Don’t Plot Like I Do!

I’m warning you! Don’t plot like I do.

I’ve been working on the plot of a new novel for about six weeks and I’m still stumbling around. I’ll describe the messy process here and hope that you manage to shortcut your own process.

It started last year with an idea and a short story that gave backstory on the longer story. I’ve wanted to write a sf for a while and this idea has been germinating for a long time. Besides the problem of other projects, there’s the question of audience. I had to grapple with taking creative risks.

Take Creative Risks

One creative risk was the type of story I would tell. Would it be a character story or an action/adventure story?

I plotted out something, but my left brain kicked in and compared the plot to the 29 Plot Templates Regardless of which plot structure I looked at, there were so many holes in the story.

I got advice from Optimus Prime. Hey, I take help where I find it and Optimus was obviously handing out advice on plotting.

By now, though, I was getting bogged down. What was the purpose of all this plotting? I had to remind myself that I was telling a story.

The next disappointment was the worry about how slowly the work progressed.

Listen. I know a lot about novel structure, characterization, plotting, setting and many other topics about novels. I teach this stuff. But when I write, I struggle through the writing process. One of my strengths, though, is that I am open to switching strategies. It’s also my weakness, but while I’m in the throes of plotting, I feel like I am jumping from this method, to that paradigm, to yet another novel structure. In reality, I’m just checking out my story from multiple POVs.
Impossible

A Sixth Grade Aside

When my daughter was in sixth grade, she wrote an essay. The teacher asked my daughter to write an evaluation essay about writing the essay. Write down the process you went through to write this essay, the teacher advised.

And I shook my head in despair.

No, there isn’t just ONE path through the writing process. It’s cyclical, curving back on itself to ask you to repeat this task or that task. Or perhaps describing it as a maze is a better metaphor. I follow false trails until they dead end. I get lost in the middle and can’t fight my way out.
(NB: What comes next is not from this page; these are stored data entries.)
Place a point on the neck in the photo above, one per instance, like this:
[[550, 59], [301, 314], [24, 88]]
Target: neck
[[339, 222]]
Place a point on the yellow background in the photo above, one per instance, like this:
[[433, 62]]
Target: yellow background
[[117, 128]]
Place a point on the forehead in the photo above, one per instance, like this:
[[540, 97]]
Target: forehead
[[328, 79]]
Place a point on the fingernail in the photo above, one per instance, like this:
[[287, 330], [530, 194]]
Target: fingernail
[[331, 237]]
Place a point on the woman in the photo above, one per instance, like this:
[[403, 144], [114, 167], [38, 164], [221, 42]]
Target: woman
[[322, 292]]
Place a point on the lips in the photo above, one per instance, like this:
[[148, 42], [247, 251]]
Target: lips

I start at the beginning one time and the next time, I start at the end. Somehow, though, the writing gets done. There are strategies, ways of approaching a draft, working habits, and so on. But for any given piece of writing, the process will vary and vary widely.

Messy Writing Process

This time, I’m doing well with trying to go from general to specific.

That got me to an eight-page outline. But the 29 Plot Templates revealed major holes. I realized that I needed to concentrate on sub-plots and figure those out before I returned to the main plot. I focused on the villain as the hero of his own story: why did he want revenge? I re-read articles about writing a revenge story and one comment struck me: “Killing him would be too easy.”

Of course! Revenge isn’t just about hurting or killing the person; it’s about making them suffer as the victim has suffered. I asked myself, “What would make my character hurt/suffer the most?” Of course, that is what I MUST make happen. Voila! A new plot twist grabbed me and I was off and running with the complications from that twist.

10 page outline. But still lots of plot holes.

Over the next few days, I’ll be looking at other subplots and milking them for all the conflict that I can. Will there be a romantic subplot? After an initial attraction, there needs to be deep reasons why they must stay apart. What reason is sitting there in my story already, just waiting for me to exploit it? It’s there. I just need an Aha! Moment to recognize it. I’m jumping all around, reading odd articles, re-reading the 10-page outline and looking for the right way to approach this.

I feel like I am being asked to carve a huge statue with a bobby pin.

I have at least three more subplots to work through and slot into the main plot. I’m sure there will still be plot holes then, but I expect there will be fewer.

Should I copy this process the next time I plot? No!
Each time, the writing process creates it’s own maze and demands a different path to story. I’m just trusting that the process will eventually spit out a viable story. I know that I’ll have to decide something about the audience and tone, and spend a while on characters and their back story. I know that some personal issues are likely to complicate the timing of the writing. I know I’ll make multiple starts before I really get going.

Don’t follow my writing process. It’s messy and ugly. Besides—it wouldn’t work for you. You must find your own way through the maze of words to find the story that only you can tell.